0
votes

This is the problem I am having. I hope someone can explain why

I have a large dataset I am using to predict a categorical value - L,M,H - in the original data.frame it is a factor.

The training set is large, so I do not have enough memory to train on it - so I took a sample of my training dataset and create a randomForest. Then I created a different random sample and created a second forest, .... They all have similar performance which was a concern

I found the combine function in randomForest and decided to use it to combine my models.

I then need to use the new model to score the train set to get an OOB estimate and then the same with my validation sample.

I am having a problem with the prediction on the test set.

I basically get a message saying "Error in eval(expr,envirmenclos) : object 'XXX' not found" where XXX is the variable name. But this makes no sense as the variables never changed names

I redid this a few times, in case my data got corrupted.

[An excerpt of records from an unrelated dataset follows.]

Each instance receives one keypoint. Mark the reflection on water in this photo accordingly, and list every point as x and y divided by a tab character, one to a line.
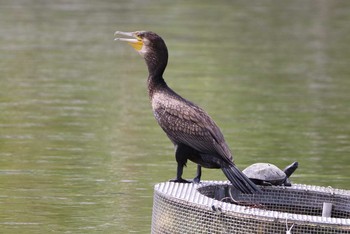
79	148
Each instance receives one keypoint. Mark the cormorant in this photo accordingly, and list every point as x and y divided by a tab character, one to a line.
194	134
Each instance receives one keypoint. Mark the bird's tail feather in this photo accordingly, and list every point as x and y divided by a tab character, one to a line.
239	180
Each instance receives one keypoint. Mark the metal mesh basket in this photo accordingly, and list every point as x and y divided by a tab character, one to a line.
215	207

Any idea why am I getting this?

1
Impossible to say without a reproducible example. But in general, error messages don't lie. If R says that it can't find one of your variables, then it really truly can't find one of your variables.joran

1 Answers

0
votes

Without the data is hard to know but this is my hunch based on similar errors in the past- If you are sampling your data and running separate models, you may run into a problem with categorical variables where the factor levels in one model do not match the factor levels from another model. The way to potentially fix this is to specify the factor levels in the data frame (using the levels function) before you run the model.

Edit- one way to debut is to run two models on the same sample data combine them and try to apply the model and see if you get the same error..